Reporter: Adrianus Ndu Ufi  
| Editor: Redaksi Timor Raya
Foto Istemewa

Video percakapan mantan Bupati Kupang Ayub Titu Eki dengan Ketua LP2TRI Hendrik Djawa menyinggung dugaan keterlibatan sejumlah pihak dalam pengelolaan dana bantuan Seroja Rp229 miliar. Di balik riuh politik, korban badai masih merasakan ketidakadilan.

Kabupaten Kupang, NTT, – Sebuah video berdurasi 2 menit 28 detik yang beredar melalui WhatsApp kembali membuka luka lama. Video itu merekam percakapan antara mantan Bupati Kupang, Ayub Titu Eki, dengan Ketua LP2TRI, Hendrik Djawa, yang menyinggung dugaan keterlibatan sejumlah pihak dalam pengelolaan dana bantuan Seroja tahun 2021 sebesar Rp229 miliar.

Isi Video
Ayub mendorong Hendrik Djawa untuk terus memperjuangkan hak korban Seroja.
“Tetap berjuang untuk korban Seroja. Jangan berhenti. Kalau ada bukti transfer, itu bisa jadi dasar kuat,” ujar Ayub.

Ia bahkan menyebut nama mantan Bupati Korintus Masneno dan Bupati saat ini Yosef Lede.

“Kejar Corinus, dan juga Yos Lede.
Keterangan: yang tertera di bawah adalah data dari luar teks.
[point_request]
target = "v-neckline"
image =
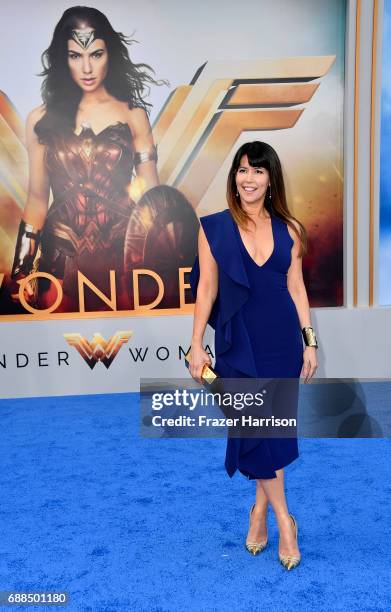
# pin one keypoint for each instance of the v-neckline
(245, 248)
(86, 127)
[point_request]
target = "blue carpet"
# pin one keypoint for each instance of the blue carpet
(127, 523)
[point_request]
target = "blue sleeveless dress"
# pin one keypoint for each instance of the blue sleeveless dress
(257, 330)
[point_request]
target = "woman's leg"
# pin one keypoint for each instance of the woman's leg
(258, 530)
(274, 491)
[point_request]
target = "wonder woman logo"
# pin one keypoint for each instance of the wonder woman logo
(98, 349)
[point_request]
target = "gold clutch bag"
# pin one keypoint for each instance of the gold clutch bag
(208, 374)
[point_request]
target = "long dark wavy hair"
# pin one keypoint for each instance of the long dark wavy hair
(125, 80)
(262, 155)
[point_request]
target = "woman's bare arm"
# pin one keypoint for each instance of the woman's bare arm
(38, 188)
(143, 142)
(297, 290)
(206, 296)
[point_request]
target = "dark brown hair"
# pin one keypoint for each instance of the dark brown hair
(125, 80)
(262, 155)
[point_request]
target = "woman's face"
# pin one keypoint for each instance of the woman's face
(252, 183)
(89, 66)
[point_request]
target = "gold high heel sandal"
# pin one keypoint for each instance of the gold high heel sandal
(290, 561)
(255, 547)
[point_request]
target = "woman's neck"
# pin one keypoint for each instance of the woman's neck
(99, 96)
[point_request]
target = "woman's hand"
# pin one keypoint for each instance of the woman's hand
(198, 358)
(310, 363)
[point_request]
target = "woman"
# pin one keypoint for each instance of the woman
(83, 144)
(248, 283)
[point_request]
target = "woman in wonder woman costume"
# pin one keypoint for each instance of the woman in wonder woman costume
(83, 144)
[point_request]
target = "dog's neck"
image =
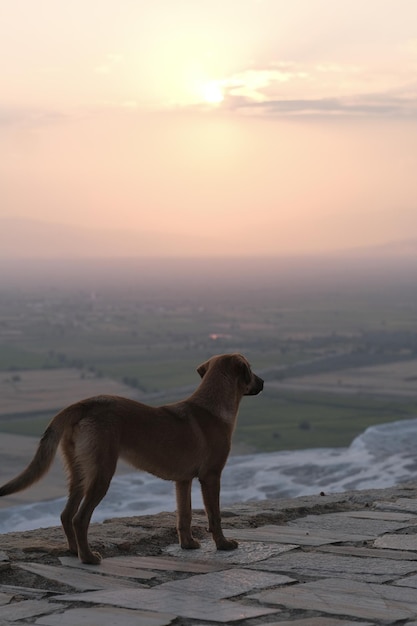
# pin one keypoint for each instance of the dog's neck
(221, 405)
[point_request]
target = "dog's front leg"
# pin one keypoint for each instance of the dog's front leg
(210, 487)
(184, 515)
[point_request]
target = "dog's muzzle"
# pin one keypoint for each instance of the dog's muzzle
(256, 387)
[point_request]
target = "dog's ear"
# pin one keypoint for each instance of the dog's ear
(244, 369)
(202, 369)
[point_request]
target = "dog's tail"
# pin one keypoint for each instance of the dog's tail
(44, 455)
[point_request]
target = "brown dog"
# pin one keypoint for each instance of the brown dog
(178, 442)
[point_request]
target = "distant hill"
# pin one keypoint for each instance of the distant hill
(30, 238)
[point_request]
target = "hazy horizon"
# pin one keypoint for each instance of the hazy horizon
(246, 128)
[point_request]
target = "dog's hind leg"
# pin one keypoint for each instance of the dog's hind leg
(210, 488)
(75, 497)
(95, 492)
(76, 493)
(184, 515)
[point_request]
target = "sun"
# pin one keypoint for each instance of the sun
(212, 92)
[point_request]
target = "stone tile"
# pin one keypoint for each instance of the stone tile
(317, 564)
(5, 598)
(221, 585)
(397, 542)
(248, 552)
(401, 505)
(299, 536)
(373, 553)
(110, 567)
(27, 609)
(383, 603)
(349, 524)
(26, 592)
(321, 621)
(83, 581)
(172, 564)
(172, 602)
(409, 581)
(108, 616)
(389, 516)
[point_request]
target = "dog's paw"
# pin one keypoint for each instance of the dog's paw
(92, 558)
(191, 544)
(227, 544)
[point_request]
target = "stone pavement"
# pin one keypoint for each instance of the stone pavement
(347, 562)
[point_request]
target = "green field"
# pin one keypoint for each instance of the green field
(153, 342)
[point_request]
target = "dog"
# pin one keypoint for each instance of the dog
(179, 442)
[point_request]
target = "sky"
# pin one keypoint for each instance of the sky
(208, 127)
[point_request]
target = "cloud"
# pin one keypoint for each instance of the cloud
(109, 64)
(29, 118)
(321, 89)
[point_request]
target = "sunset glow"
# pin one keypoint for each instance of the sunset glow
(209, 128)
(212, 92)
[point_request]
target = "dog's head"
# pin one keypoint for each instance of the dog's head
(237, 366)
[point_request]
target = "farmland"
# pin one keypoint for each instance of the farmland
(336, 356)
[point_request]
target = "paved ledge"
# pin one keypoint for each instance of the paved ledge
(328, 560)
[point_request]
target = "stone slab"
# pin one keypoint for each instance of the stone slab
(397, 542)
(248, 552)
(389, 516)
(226, 584)
(26, 592)
(83, 581)
(373, 553)
(349, 524)
(189, 563)
(409, 581)
(408, 505)
(172, 602)
(108, 616)
(321, 621)
(27, 609)
(381, 603)
(5, 598)
(314, 564)
(299, 536)
(110, 567)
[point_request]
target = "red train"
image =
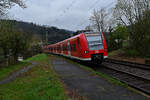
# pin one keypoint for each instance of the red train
(86, 46)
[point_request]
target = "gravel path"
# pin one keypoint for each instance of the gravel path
(16, 74)
(91, 86)
(145, 74)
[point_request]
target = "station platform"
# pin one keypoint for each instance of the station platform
(91, 86)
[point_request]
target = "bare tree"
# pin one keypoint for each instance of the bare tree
(130, 11)
(7, 4)
(99, 19)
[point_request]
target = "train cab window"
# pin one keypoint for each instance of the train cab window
(73, 47)
(94, 41)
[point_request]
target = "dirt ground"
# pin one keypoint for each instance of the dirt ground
(117, 56)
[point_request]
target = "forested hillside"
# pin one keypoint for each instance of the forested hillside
(51, 34)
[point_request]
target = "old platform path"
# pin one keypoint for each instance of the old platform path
(89, 86)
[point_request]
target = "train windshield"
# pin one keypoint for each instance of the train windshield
(94, 41)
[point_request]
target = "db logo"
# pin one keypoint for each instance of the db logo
(96, 51)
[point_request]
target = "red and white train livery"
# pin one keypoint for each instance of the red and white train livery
(86, 46)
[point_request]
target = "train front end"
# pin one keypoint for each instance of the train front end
(97, 48)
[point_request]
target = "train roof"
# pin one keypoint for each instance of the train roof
(77, 34)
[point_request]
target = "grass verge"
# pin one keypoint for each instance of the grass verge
(6, 71)
(107, 77)
(40, 83)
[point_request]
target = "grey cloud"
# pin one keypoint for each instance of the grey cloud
(67, 14)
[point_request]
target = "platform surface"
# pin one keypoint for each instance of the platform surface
(91, 86)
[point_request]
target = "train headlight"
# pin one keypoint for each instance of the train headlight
(86, 51)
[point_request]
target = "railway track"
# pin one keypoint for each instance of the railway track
(133, 74)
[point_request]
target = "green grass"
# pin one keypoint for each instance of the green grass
(40, 83)
(39, 57)
(107, 77)
(5, 71)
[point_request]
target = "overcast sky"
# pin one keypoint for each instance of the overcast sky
(65, 14)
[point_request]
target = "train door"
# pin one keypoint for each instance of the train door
(68, 45)
(61, 48)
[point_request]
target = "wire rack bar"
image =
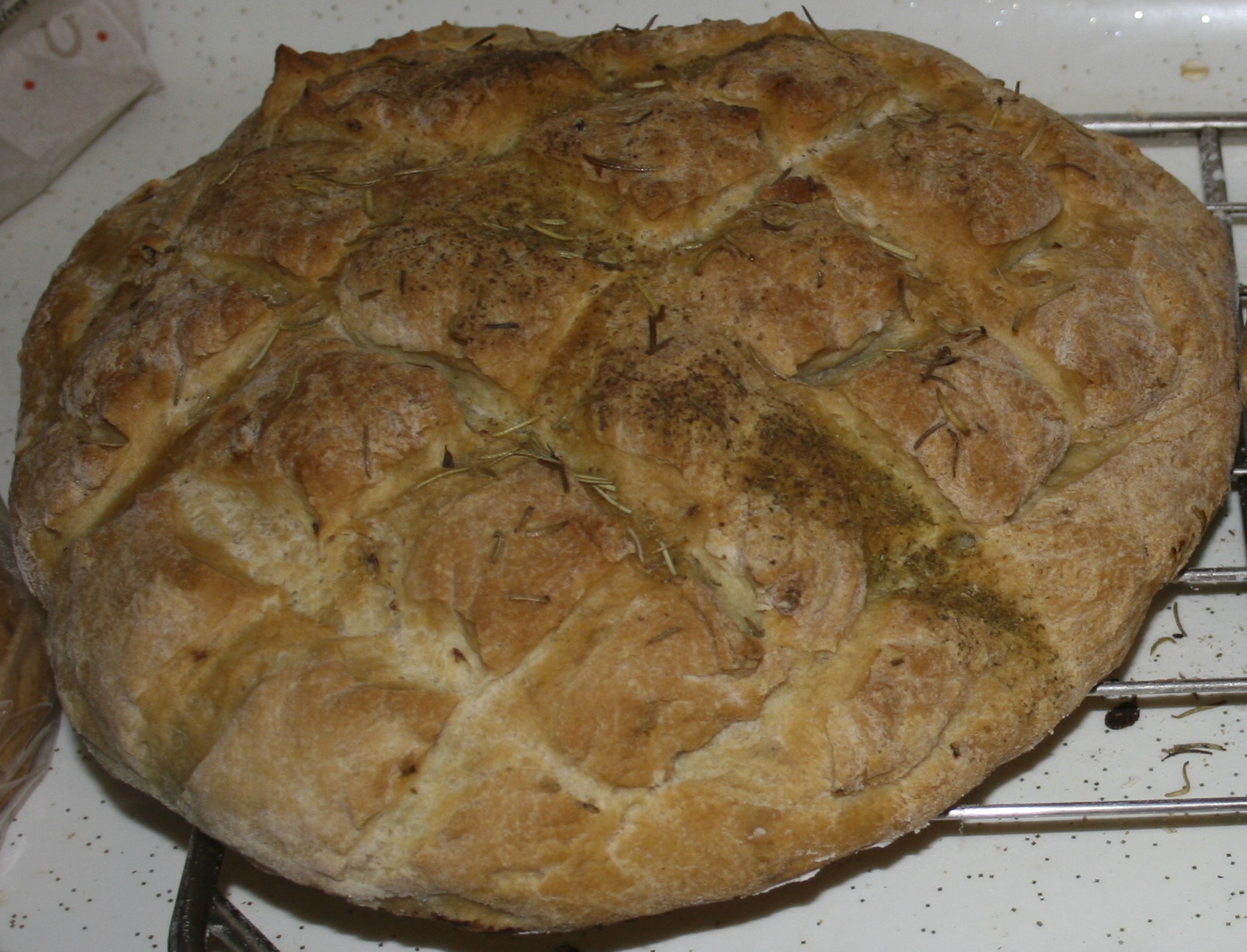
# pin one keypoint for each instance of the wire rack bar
(1169, 688)
(1096, 810)
(1162, 124)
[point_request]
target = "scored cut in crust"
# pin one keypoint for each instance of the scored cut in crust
(539, 483)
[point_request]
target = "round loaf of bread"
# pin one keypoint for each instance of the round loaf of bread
(537, 483)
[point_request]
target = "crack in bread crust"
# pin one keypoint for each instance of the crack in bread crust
(539, 483)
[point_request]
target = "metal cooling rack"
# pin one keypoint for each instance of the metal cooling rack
(202, 911)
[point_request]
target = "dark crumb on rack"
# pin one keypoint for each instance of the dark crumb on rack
(1122, 716)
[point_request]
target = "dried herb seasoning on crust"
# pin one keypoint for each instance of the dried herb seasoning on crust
(539, 483)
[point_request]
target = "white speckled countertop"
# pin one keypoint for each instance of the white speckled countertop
(90, 863)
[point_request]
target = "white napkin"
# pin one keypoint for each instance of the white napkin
(68, 69)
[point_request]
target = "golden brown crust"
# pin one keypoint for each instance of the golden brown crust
(540, 483)
(28, 700)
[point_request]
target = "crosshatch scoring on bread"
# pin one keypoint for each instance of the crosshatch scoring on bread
(537, 481)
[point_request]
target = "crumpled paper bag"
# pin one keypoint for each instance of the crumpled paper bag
(68, 69)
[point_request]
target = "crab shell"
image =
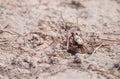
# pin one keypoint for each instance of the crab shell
(78, 40)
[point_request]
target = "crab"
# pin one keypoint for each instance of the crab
(76, 44)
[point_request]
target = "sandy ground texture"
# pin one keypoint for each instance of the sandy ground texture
(34, 33)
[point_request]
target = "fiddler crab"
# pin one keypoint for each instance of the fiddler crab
(76, 44)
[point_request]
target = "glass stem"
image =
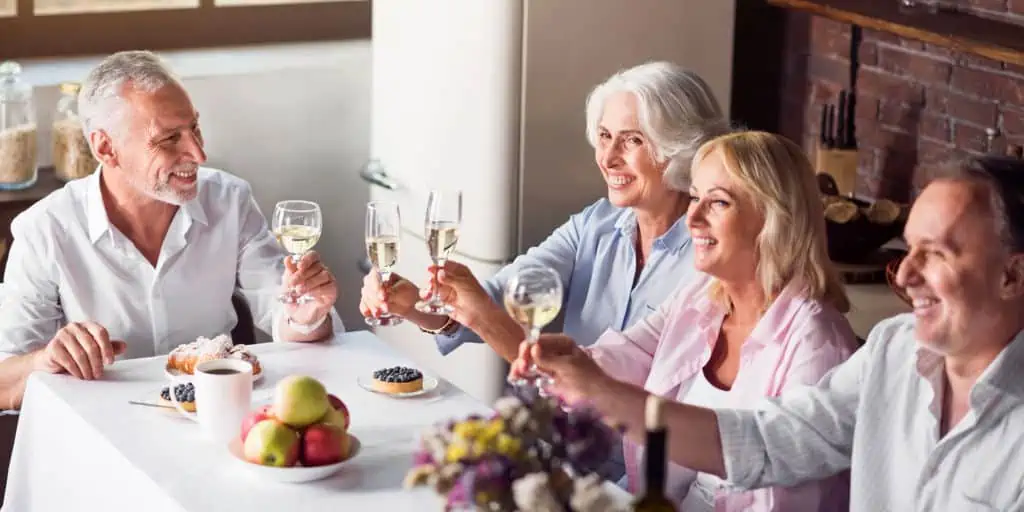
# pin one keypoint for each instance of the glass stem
(436, 295)
(385, 276)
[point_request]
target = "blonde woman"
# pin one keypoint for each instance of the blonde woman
(768, 316)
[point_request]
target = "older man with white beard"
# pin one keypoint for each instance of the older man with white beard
(144, 254)
(928, 415)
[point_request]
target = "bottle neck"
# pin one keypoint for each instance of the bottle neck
(655, 461)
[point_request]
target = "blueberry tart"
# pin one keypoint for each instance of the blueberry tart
(397, 380)
(185, 394)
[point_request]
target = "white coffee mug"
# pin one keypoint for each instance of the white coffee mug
(223, 396)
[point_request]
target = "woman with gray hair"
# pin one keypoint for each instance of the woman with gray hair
(620, 257)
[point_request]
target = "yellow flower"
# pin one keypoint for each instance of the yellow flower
(508, 445)
(456, 452)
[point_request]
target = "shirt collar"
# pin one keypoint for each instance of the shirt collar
(1001, 374)
(99, 223)
(675, 239)
(775, 320)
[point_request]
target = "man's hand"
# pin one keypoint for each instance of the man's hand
(396, 297)
(81, 349)
(309, 278)
(573, 371)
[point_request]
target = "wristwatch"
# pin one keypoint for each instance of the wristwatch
(450, 327)
(305, 328)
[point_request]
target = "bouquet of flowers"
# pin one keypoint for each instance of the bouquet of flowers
(529, 456)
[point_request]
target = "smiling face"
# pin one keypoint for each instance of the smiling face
(625, 156)
(160, 146)
(724, 222)
(954, 268)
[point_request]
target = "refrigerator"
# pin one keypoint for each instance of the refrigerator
(488, 96)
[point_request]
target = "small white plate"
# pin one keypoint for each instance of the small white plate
(367, 382)
(294, 474)
(171, 374)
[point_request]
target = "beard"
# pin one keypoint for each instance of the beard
(164, 192)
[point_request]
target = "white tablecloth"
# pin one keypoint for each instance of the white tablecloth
(81, 445)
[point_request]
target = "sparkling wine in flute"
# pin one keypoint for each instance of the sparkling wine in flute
(383, 252)
(441, 239)
(297, 239)
(441, 231)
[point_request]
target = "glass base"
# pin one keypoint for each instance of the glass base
(19, 185)
(291, 298)
(383, 321)
(433, 308)
(536, 379)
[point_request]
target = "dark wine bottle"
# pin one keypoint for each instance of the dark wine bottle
(655, 464)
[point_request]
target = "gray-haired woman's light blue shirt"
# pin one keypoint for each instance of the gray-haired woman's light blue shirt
(595, 254)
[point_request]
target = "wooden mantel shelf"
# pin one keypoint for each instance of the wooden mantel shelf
(960, 31)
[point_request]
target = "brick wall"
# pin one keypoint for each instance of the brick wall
(918, 103)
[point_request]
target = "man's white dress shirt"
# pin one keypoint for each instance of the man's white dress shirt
(69, 263)
(879, 414)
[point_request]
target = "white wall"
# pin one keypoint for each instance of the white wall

Siapa tahu ada yang kecipratan,” kata Ayub.

Kontradiksi dengan Pemerintah Daerah
BPBD dan Sekda Kabupaten Kupang menegaskan bahwa dana bantuan sudah selesai disalurkan, dan sisa Rp41 miliar telah dikembalikan ke kas negara. Namun, Hendrik Djawa menilai ada kejanggalan dalam mekanisme pembayaran melalui Bank BRI.